Predicting rotation curves just from photometric observations

An interesting, and still open, question in modern Astronomy is how the properties of a galaxy, such as its luminosity, size, and stellar/gas content, shape the gravitational field in which the galaxy is immersed. In the case of disk galaxies, orbits are close to circular, thus measuring the rotational velocity of stars or gas in the disk gives a direct probe of the total gravitational potential. For the galaxies for which we are able to obtain such rotation curves with optical or radio telescopes, we can try to establish a link between the shape of the circular velocity curve, i.e. of the total gravitational potential, and with the distribution of luminous baryons, stars and gas.

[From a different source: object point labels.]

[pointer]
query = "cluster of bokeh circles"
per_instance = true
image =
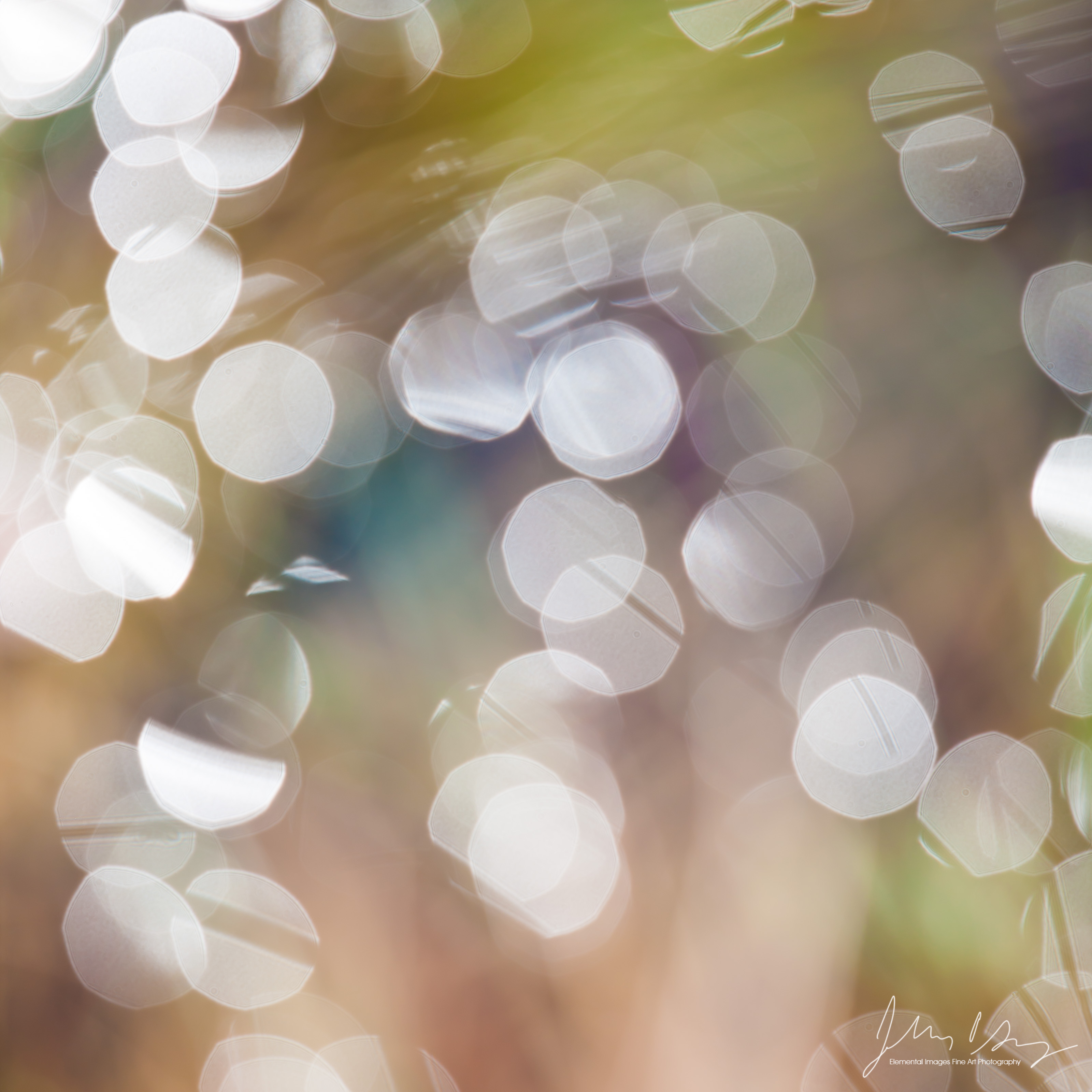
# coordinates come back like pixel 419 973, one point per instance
pixel 174 127
pixel 993 804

It is very well-known that the gravitational field generated by the luminous baryons is not enough to account for the observed rotation curves -- the so-called missing mass problem. This could be either because there is an additional invisible matter component to be considered in the potential budget (dark matter) or because the laws of gravity as we know them need revision in the context of disk galaxies. Whathever the reason, the missing mass problem implies that by simply measuring the surface brightness profile of a disk galaxy there is no simple, direct way to transform this into a circular velocity profile.

In this post I will try to establish a connection between the distribution of luminous mass of disk galaxies, that can be derived with cheap photometric observations, and the shape of the rotation curve, which traces the gravitational potential. This could be useful in order to predict the shape of the gravitational field with just images of the galaxy.

To do this I will train a very simple feedforward neural network (NN) made with just one hidden linear layer, activations, and batch normalization. This will be trained with a sample of 145 galaxies with measured rotation curves in the SPARC database.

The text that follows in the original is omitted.